Bryce: I am admittedly kinda old school. I was stuck in the idea for a long time that some big publisher like Taschen would call me up and want to finance printing some big monograph of my work, Pipe dreams in our current reality. There is also now the more common format of the “pay to play” model, which works fine for some people. I am a big fan of the singular image, but I am also keen on concepts that are conceived as a book. It is a different form of expression that includes sequencing, design, text and so on. And if that is your idea of your work, then make that book, by any means. It can be a one-of-a-kind, handmade object or a small run by one of the many self-publishing platforms now available. The right choice is the one that matches your goals for the project. I wouldn’t call them pitfalls, but you do have to make choices on the limited materials each publisher offers, the price point, and the responsibility is on the artist to manage the reproduction and quality and integrity of the printing. That usually means getting a few test runs to check on the accuracy of the finished product.

Ironically one of the best experiences I had with a publisher was at the very beginning of NOPA. This was at the very beginning of the publishing on demand industry and I was still living in NYC, I had yet to move back to New Orleans full time. I was putting together a benefit exhibition in Tribeca to raise some funds for the NOPA idea, but I wanted to create something that folks could purchase that was cheaper than a print. I found this publisher in San Francisco and while I was designing the book, somehow they found out that it was for a Katrina benefit. They bent over backwards to offer me better materials, a bigger size, and more to help the cause. The book sold like crazy. Sadly that company went out of business, so I can no longer get any more copies of that original publication. 

From Bryce’s latest book, “Dead Reckoning”


Renée:  Are all of your books self-published?  Are any of your past books still available?

Bryce: I suppose the answer is yes. I have made a handful of one-of-a-kind handmade books and they are not available. I also teach a class at the Center for Documentary Studies at Duke University, a summer intensive in which the students, in six days, create an 80-page book of their combined work. That is available on Lulu at cost. Of my own work, I do have the second edition of my benefit book on New Orleans called “Land of Dreams” available on Lulu. You can access that link on my website.

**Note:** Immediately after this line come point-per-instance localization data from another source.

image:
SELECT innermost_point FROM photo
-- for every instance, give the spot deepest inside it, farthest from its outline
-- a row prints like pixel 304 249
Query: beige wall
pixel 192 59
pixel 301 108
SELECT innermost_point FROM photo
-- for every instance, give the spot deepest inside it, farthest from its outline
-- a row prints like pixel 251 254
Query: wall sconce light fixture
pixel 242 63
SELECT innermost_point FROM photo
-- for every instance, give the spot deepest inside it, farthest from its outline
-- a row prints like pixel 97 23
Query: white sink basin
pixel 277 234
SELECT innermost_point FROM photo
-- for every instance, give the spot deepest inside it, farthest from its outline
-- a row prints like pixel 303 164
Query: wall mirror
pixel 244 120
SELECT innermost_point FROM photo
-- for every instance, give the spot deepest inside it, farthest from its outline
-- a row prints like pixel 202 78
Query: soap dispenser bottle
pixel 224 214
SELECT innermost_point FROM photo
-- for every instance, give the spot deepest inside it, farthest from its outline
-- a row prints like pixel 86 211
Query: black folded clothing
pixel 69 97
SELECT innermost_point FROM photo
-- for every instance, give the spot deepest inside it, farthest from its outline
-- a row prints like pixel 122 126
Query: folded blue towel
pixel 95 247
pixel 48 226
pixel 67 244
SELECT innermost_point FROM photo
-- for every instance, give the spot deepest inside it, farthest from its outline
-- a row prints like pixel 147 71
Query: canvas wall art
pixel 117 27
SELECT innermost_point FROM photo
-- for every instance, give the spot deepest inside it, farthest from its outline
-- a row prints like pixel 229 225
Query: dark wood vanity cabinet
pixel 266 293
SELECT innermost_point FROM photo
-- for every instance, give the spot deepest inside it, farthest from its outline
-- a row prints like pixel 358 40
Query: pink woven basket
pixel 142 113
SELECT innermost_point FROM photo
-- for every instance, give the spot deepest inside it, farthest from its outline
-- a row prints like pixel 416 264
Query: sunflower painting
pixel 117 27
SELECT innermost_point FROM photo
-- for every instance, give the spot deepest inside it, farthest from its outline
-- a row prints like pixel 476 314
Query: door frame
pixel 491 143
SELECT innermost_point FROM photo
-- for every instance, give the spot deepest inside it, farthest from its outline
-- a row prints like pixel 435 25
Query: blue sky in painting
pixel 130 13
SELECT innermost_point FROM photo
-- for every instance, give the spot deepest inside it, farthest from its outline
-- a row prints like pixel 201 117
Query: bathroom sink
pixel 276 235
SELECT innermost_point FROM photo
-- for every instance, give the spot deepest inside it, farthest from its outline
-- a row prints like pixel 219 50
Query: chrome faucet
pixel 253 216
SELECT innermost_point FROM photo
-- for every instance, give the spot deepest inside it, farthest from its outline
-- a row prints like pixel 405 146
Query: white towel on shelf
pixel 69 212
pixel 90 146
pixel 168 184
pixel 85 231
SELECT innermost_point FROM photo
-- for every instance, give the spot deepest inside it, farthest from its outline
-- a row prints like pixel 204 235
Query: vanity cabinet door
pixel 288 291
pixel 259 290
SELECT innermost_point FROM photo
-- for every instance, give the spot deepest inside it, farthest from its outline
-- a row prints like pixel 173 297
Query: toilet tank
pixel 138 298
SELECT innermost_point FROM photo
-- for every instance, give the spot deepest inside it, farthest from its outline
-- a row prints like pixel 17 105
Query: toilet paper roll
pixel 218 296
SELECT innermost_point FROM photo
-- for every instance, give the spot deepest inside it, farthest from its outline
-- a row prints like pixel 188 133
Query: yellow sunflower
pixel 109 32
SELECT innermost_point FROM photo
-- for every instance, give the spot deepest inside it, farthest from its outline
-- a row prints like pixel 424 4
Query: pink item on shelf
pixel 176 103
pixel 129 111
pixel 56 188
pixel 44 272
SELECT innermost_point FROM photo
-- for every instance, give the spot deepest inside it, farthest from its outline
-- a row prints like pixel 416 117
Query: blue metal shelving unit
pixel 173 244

And my most recent book, a compendium to my retrospective show “Dead Reckoning” is also available via a link on my website. It is also printed by Lulu. 

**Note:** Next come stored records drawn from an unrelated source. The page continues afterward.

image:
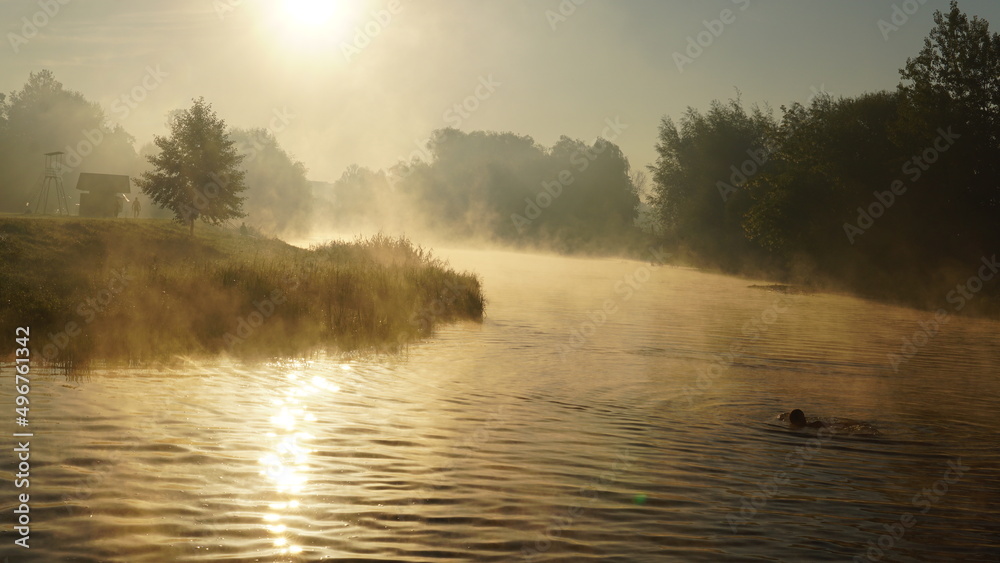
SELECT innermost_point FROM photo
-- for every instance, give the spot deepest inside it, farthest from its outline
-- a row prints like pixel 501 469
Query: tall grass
pixel 125 291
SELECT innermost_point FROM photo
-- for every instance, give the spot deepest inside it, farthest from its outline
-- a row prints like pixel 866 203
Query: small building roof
pixel 107 183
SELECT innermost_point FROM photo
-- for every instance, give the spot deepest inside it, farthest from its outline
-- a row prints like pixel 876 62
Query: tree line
pixel 44 117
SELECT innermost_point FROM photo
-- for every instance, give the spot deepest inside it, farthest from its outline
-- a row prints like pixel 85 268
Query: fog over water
pixel 633 281
pixel 488 441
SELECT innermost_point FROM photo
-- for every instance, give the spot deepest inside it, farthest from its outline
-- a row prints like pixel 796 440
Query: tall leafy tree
pixel 954 82
pixel 196 172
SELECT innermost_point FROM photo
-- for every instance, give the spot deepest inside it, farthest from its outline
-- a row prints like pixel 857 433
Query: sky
pixel 365 82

From Bryce’s latest book, “Dead Reckoning”

Renée:  Tell me about your current book…what is it about?  Where can someone buy it?

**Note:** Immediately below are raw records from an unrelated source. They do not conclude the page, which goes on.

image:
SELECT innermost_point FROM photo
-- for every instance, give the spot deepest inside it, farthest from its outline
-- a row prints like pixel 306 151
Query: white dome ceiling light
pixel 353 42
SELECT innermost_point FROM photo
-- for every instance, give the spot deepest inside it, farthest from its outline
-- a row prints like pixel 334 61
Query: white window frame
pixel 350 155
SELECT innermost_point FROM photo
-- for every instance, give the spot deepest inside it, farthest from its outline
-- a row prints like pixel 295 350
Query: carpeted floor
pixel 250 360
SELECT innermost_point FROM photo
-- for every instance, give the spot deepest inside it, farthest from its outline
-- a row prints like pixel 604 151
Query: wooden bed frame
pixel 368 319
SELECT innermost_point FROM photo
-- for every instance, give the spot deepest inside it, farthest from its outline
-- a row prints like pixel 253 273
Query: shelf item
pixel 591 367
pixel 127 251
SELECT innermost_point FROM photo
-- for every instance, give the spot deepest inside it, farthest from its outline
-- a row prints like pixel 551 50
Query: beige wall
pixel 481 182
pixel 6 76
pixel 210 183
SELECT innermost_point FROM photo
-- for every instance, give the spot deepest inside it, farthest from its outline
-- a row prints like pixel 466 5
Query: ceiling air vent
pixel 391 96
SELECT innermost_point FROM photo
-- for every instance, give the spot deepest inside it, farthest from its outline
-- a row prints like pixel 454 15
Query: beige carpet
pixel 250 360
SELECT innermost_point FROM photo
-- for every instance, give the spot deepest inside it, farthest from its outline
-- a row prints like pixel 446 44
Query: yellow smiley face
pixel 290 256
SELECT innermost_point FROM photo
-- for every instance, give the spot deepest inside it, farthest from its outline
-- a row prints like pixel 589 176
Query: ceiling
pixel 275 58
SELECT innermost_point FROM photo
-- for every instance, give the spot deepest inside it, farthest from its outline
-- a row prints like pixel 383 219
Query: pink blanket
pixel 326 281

Bryce:  I was honored that The Light Factory, in Charlotte, NC, offered me a retrospective show for “Dead Reckoning”, and they gave me WAY too much time to ponder the exhibition. I ended up doing a deep dive into my archives and determined that the story I wanted to tell would take more images than what would fit on the gallery walls. The book and exhibition is about the artistic journey. It is about the evolution of a creative voice. I purposefully used anchor images of mine that are more well known, but sprinkled in lots of widows and orphans… work that was important in terms of exploring new techniques, or subjects that were important to me personally, but none of which ended up in bigger projects. A friend of mine said it was about “the spaces in between”. I don’t think this will be a best-seller, but it was important for me to have a record to what I was trying to express.

It is available on my website. I have limited the run to 100 copies, each of which will be signed and numbered.

Renée:  Do you have any plans for further books?

Bryce: I do. Now that I am over my old school ideas, I don’t think of the book as some unattainable concept. I have a lot of ideas that, in my mind, are best served as books. So I am looking at concepts and everyday it seems a new printer opens for business that offers more possibilities, so I look forward to matching those resources with the concepts I have. 

Renée:  Can we expect to see you at the PhotoNOLA PhotoBOOK Fair in 2021?

Bryce: Fingers crossed. Anytime I have even the flimsiest reason to come back to New Orleans, I try my best to make it happen.